Debo decir que no recuerdo una palabra de Rojo y negro, mucho menos de Madame Bovary. Para mí, aquellos libros hablaban de gente que podría haber vivido en Plutón, así de alejados estaban de lo que había vivido hasta entonces en las calles de Sant Boi, mi estrafalario pueblo natal del extrarradio barcelonés. Acostumbrado a que la música pop articulase con gran precisión mis sentimientos, miedos y anhelos, fue una terrible decepción comprobar que la literatura clásica no lo hacía. Pero exagero al calificar aquella decepción de «terrible»: nada es terrible a los veintitrés, y mucho menos darte cuenta de que te importan un bledo las congojas de una adúltera francesa del xix. La conclusión, en todo caso, fue que el canon de la Alta Cultura no iba a proporcionarme ángulos que me ayudasen a comprenderme a mí, a mi entorno, a mi bagaje o a las tradiciones de las que veníamos mis amigos y yo. Más que a «orgía perpetua», Madame Bovary me supo a perpetua dieta de hospital, a coliflores al vapor, y yo quería chilis y guindillas y bebidas con bengalas, maravillosos ruidos y crujiente gas. Si había pasión (y la había, en honor a la verdad) o rabia en aquella novela decimonónica, no eran de la marca que gastaba yo.

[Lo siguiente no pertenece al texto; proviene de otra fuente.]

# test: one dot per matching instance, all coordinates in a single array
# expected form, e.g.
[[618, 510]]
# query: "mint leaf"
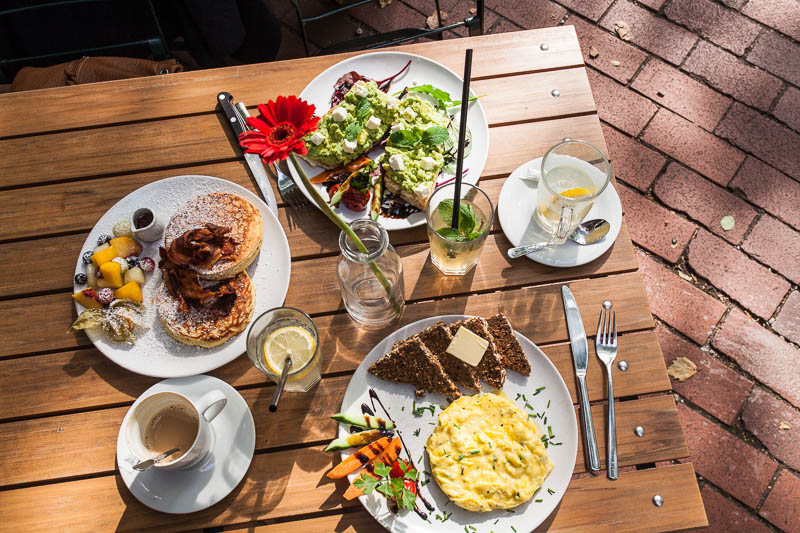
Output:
[[435, 135], [445, 209], [404, 139], [466, 217], [363, 109], [352, 131], [451, 234]]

Y entonces leí La soledad del corredor de fondo, de Alan Sillitoe. Fue un terremoto memorable, similar al que sentiría leyendo a John Fante, Nelson Algren o Harry Crews. Aquella engañosa simplicidad en primera persona, sumada a la dureza de las palabras, a la beligerancia de la actitud, y a la fiera voluntad de estar vivo, me hablaron directamente; tocaron alguna cuerda en mi interior. Cuentan que Irish Jack, uno de los iniciadores del culto mod original en Shepherd’s Bush, agarró de las solapas a Pete Townshend tras ver a los Who por casualidad en un club en 1964 y le espetó: «¡Estás diciendo lo que todos pensamos pero no podíamos explicar!». I can’t explain: quizás la sensación fundamental de la adolescencia, el aullido primario que nadie sabe aún modular. Townshend, hijo de las escuelas de arte y algo más leído que sus socios, alcanzó a poner en palabras un sentimiento profundo y ardiente que aún nadie había podido traducir. Cuando leí a Sillitoe lo vi bajo la misma luz: un autor inglés de 1956 había descifrado los códigos de nuestra guerra, y la había hecho comprensible. En ocasiones futuras volvería a sentir la estremecedora electrocución del reconocimiento de la propia experiencia narrada por un extraño, pero casi nunca con la misma cantidad de voltios. ¿Cómo podía saber aquel inglés lo de nuestra guerra? ¿Había guerras así por todas partes? El punk y lo mod me habían enseñado que sí, de acuerdo, pero jamás lo había visto escrito en un libro de una forma tan bella e intensa. «Ya veis, mandándome al reformatorio me han mostrado la navaja, y de ahora en adelante sé algo que no sabía antes: que ellos y yo estamos en guerra. En guerra perpetua.» Es lo que dice Colin Smith, el protagonista de la historia homónima. Todos en Sant Boi lo podíamos haber suscrito. Era una guerra y, que nadie se lleve a engaño, era de clases.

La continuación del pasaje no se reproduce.